As a tourist destination, Fernando Ramirez de Dampierre’s grandiose station building is an architectural wonder, with ceilings three-storeys high, marble staircases, faïence tiles like the Paris Métro ... it is a glass and iron monument. The line itself is also an engineering marvel, with more than 80 bridges, four viaducts and 24 tunnels carving a route through the mountains, one even corkscrewing up inside the solid rock at Sayerce to ease the climb.
Visitors can see inside part of the Spanish side of the station as the local tourist office organises visits but all visitors must wear hard hats due to the fragile ceilings.
Ownership of the station was originally shared between Spain and France and while most of its platforms were in Spain one was technically in France and there was even a French customs post and school for the French officers’ children.
But it was France which halted international trains after an accident destroyed a bridge at Estanguet – a loaded grain train rolled back on ice and sped down the hillside until it came off the tracks at 280kph.
That accident and the corkscrew tunnel reveals another problem with the line – it has the steepest slope of any French rail route, rising 43mm every one metre along a 7km section. It is also single track.
After moves to reopen it from both sides of the border, it took a step forward when Aragon region bought the station in 2013 and began refurbishing it as a hotel, with a new, smaller station.

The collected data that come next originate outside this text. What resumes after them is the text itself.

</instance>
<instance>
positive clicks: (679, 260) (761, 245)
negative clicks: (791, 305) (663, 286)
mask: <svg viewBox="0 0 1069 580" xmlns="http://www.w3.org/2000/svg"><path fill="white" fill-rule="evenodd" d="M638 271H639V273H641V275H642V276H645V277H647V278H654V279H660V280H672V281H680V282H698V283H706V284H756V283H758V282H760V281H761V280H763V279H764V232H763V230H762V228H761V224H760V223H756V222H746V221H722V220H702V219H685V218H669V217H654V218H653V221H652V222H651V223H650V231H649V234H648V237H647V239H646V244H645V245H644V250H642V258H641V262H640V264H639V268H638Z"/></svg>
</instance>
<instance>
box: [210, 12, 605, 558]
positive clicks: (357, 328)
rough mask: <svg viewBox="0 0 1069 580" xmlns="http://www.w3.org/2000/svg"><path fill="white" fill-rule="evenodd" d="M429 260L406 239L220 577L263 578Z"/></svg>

Then Aquitaine region contracted SNCF to rebuild 25km of line from Oloron to Bedous, which reopened in July 2016, and it has now secured European funding under the Interconnexion scheme to look at renovations on the 33km of tracks towards Somport and Canfranc.
This project will start in 2021, while the Spanish side will rebuild 90km of track to widen the gauge to the standard.
Nouvelle Aquitaine president Alain Rousset is a keen backer of the line and says that reopening the Pau-Canfranc-Huesca link is a “priority of the two regional governments”.
However, the plans are under attack from an association of residents, CROC, which says the line can never be financially viable and that only 250 people use the new Bedous link each day.
Nouvelle Aquitaine replies by pointing to grain being transported from Béarn and Landes to Spain while cars come in the other direction.
The region says that to allow through trains from Pau to Zaragossa the entire line needs to be brought up to modern standards, including increasing the track width on the Spanish side and installing electric cabling for European electric trains.
It wants to turn the white elephant into a tourist and travel hub by 2020 that will see 500,000 passengers and 1.5million tonnes of freight heading up the Vallée d’Aspe on the 4hr 45min journey from Pau to Zaragossa.